Maybe in the future, Americans will force themselves to keep their cool in the aftermath of an attack, telling themselves: "don't do anything rash or allow yourselves to be conned. Remember Iraq."

Iraq could prove the anti-WWII. Neoconservatives, for instance, think war is always the answer, citing World War II as historical precedent. Every foreign leader becomes Hitler, all of their crimes become the Holocaust, every American president has the choice to be Chamberlain or Churchill.

Perhaps Iraq could become a catch-all reason to keep our cool and not listen to those who would con us into war. Perhaps every "bad guy" could become Saddam Hussein, unarmed and besieged, wrongfully accused of being a threat to the US but unable to admit he has no super-secret nuclear program because it's the only thing keeping Iran at bay. Every ostensible reason for invasion becomes Iraqi WMD, existent only in the fever dreams of the administration.

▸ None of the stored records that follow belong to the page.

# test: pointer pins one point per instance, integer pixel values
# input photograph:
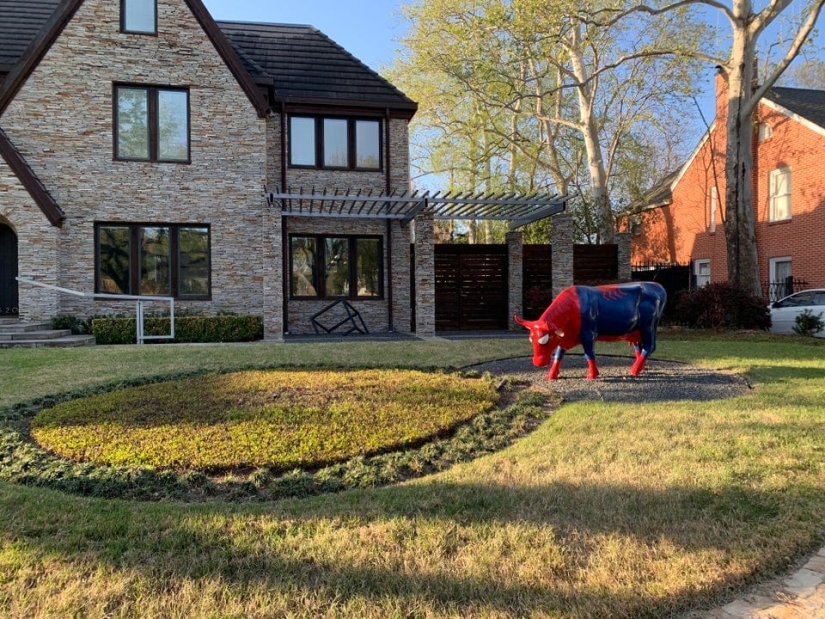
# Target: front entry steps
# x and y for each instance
(15, 333)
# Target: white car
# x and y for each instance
(785, 311)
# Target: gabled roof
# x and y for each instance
(802, 102)
(305, 66)
(29, 179)
(39, 28)
(21, 21)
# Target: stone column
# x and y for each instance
(515, 276)
(561, 237)
(623, 240)
(424, 276)
(273, 286)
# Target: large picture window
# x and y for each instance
(328, 267)
(138, 16)
(336, 143)
(151, 123)
(156, 260)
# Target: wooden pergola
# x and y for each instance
(518, 209)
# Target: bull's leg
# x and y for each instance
(558, 356)
(648, 346)
(590, 355)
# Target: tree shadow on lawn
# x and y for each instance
(273, 545)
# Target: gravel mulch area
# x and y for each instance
(660, 381)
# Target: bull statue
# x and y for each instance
(584, 314)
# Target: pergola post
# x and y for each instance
(424, 275)
(561, 237)
(273, 285)
(623, 240)
(515, 277)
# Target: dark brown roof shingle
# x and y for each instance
(305, 65)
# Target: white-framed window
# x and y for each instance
(780, 194)
(701, 272)
(714, 204)
(139, 16)
(781, 273)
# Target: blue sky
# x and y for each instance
(368, 29)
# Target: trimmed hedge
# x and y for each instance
(721, 306)
(201, 329)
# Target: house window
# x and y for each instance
(151, 123)
(138, 16)
(326, 267)
(780, 194)
(781, 283)
(157, 260)
(635, 224)
(714, 204)
(701, 272)
(336, 143)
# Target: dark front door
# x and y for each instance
(8, 271)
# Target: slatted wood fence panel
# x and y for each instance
(595, 264)
(471, 287)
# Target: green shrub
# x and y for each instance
(721, 306)
(223, 328)
(808, 323)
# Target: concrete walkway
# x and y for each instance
(800, 595)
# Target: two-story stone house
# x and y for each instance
(146, 149)
(681, 220)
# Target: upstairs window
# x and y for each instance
(325, 267)
(701, 272)
(335, 143)
(156, 260)
(151, 123)
(780, 194)
(139, 16)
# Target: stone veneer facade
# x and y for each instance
(61, 121)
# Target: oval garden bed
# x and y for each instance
(259, 433)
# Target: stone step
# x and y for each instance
(45, 334)
(13, 325)
(66, 341)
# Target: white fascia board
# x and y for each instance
(802, 121)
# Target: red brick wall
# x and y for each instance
(679, 232)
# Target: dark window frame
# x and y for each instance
(174, 257)
(123, 28)
(352, 256)
(352, 154)
(152, 120)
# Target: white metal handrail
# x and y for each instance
(119, 297)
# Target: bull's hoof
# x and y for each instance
(638, 367)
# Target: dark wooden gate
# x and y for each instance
(8, 271)
(595, 264)
(471, 288)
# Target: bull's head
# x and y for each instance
(544, 338)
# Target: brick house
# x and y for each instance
(681, 219)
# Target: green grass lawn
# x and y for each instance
(604, 511)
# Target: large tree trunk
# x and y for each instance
(602, 211)
(740, 227)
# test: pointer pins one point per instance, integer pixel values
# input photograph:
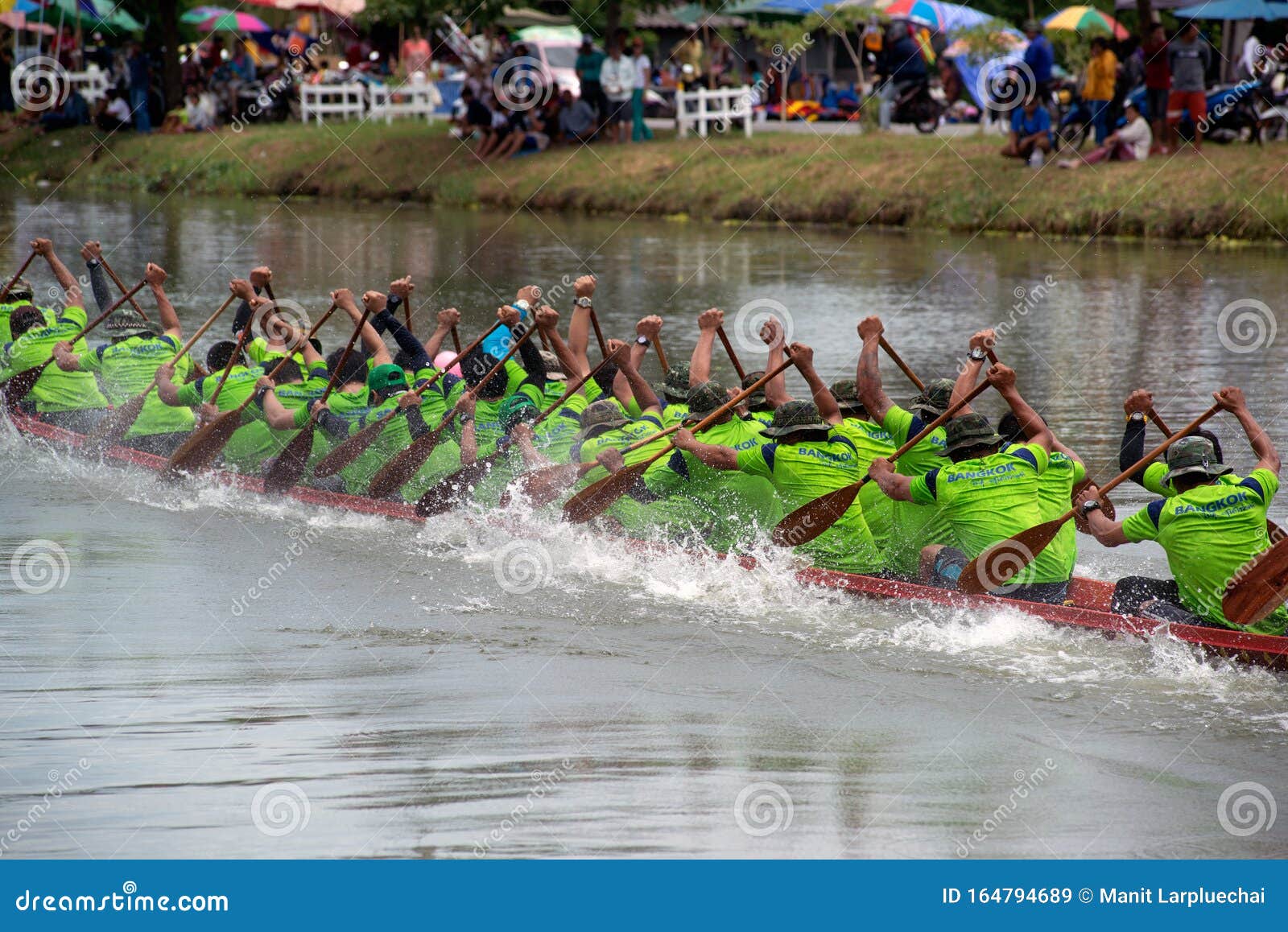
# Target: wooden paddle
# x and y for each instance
(399, 470)
(17, 386)
(200, 450)
(598, 496)
(352, 447)
(813, 518)
(733, 357)
(289, 465)
(1000, 563)
(114, 427)
(17, 274)
(551, 479)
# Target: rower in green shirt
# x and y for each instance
(1208, 530)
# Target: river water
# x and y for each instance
(216, 674)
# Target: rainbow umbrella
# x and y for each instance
(1085, 19)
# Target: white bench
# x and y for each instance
(712, 107)
(411, 98)
(345, 101)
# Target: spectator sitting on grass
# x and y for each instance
(1129, 143)
(1030, 131)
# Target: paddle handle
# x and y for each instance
(733, 357)
(17, 274)
(903, 367)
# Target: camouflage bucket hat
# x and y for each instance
(386, 379)
(675, 386)
(1193, 455)
(937, 397)
(599, 418)
(705, 398)
(847, 394)
(795, 416)
(969, 431)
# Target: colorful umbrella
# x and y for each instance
(1085, 19)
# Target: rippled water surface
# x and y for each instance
(216, 674)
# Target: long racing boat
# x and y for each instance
(1088, 605)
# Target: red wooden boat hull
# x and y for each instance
(1090, 597)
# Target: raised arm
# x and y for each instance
(869, 376)
(1232, 399)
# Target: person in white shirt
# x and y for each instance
(1129, 143)
(617, 77)
(643, 79)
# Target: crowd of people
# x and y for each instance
(706, 461)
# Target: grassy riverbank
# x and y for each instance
(1236, 192)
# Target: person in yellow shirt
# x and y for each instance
(1098, 89)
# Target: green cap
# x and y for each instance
(599, 418)
(847, 394)
(1193, 455)
(937, 397)
(969, 431)
(386, 379)
(706, 398)
(796, 416)
(517, 408)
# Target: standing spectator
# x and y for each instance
(1189, 58)
(141, 85)
(643, 72)
(1158, 81)
(589, 64)
(618, 83)
(1098, 92)
(415, 53)
(1038, 57)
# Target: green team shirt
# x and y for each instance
(804, 472)
(128, 367)
(871, 440)
(1208, 533)
(989, 500)
(55, 390)
(914, 526)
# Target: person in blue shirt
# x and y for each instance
(1030, 131)
(1038, 60)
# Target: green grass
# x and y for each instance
(1233, 193)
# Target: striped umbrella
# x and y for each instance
(1085, 19)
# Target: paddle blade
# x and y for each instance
(544, 485)
(592, 500)
(289, 466)
(1259, 588)
(200, 450)
(348, 451)
(19, 386)
(114, 427)
(399, 470)
(1005, 559)
(813, 518)
(448, 492)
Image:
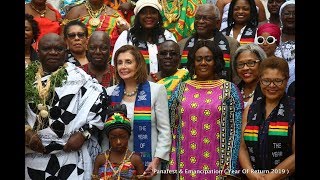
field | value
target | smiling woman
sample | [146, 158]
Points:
[268, 126]
[201, 107]
[246, 64]
[76, 37]
[147, 33]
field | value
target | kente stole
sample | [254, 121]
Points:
[184, 26]
[247, 36]
[171, 82]
[141, 120]
[108, 24]
[269, 140]
[221, 41]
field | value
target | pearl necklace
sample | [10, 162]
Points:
[131, 93]
[244, 96]
[118, 171]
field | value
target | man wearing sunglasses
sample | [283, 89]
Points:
[207, 19]
[76, 37]
[268, 38]
[98, 53]
[169, 60]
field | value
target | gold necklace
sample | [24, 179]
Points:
[170, 13]
[118, 171]
[42, 12]
[94, 20]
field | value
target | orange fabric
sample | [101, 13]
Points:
[47, 26]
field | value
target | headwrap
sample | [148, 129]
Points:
[143, 3]
[117, 120]
[270, 28]
[288, 2]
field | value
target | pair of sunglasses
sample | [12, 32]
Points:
[269, 39]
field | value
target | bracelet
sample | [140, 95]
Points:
[133, 3]
[27, 128]
[95, 176]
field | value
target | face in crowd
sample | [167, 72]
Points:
[206, 20]
[99, 49]
[248, 66]
[76, 39]
[288, 17]
[274, 75]
[241, 12]
[169, 57]
[52, 52]
[149, 17]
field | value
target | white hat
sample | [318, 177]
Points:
[143, 3]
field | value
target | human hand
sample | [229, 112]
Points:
[75, 142]
[33, 141]
[122, 24]
[152, 168]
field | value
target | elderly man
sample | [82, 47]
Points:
[207, 19]
[99, 55]
[64, 110]
[169, 60]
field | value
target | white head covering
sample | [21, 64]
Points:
[143, 3]
[288, 2]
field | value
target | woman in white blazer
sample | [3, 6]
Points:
[147, 107]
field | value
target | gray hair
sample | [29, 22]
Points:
[214, 7]
[253, 48]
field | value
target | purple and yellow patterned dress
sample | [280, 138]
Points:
[206, 126]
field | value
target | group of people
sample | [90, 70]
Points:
[137, 104]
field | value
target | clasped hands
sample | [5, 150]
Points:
[33, 141]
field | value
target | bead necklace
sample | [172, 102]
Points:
[42, 12]
[131, 93]
[42, 95]
[244, 96]
[94, 20]
[118, 171]
[170, 14]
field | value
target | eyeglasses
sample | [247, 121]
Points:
[269, 39]
[267, 82]
[73, 35]
[204, 17]
[199, 59]
[249, 64]
[288, 14]
[165, 53]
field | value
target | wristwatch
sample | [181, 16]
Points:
[86, 134]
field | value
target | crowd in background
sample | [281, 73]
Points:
[206, 88]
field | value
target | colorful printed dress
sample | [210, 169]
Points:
[206, 126]
[127, 171]
[178, 16]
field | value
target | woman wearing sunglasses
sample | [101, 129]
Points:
[246, 64]
[267, 149]
[268, 38]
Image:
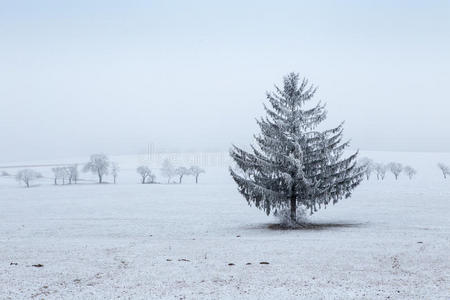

Every warmonger could become Colin Powell, dangling falsified evidence that the proponents of war call "ironclad." And every president is in trouble of becoming George W. Bush, blinded by the need for revenge, manipulated by his underlings and advisors, impervious to all countervailing evidence, firing weapons inspector and weapons inspector when they return to report that the enemy's mobile weapons labs are a myth.

I'll end by recalling that it was the terrorist attacks of September 11, and the need for revenge, that were a primary cause of the war. As of today, 4,487 American soldiers have been killed in Iraq, about 1,000 more than the total casualties of 9/11.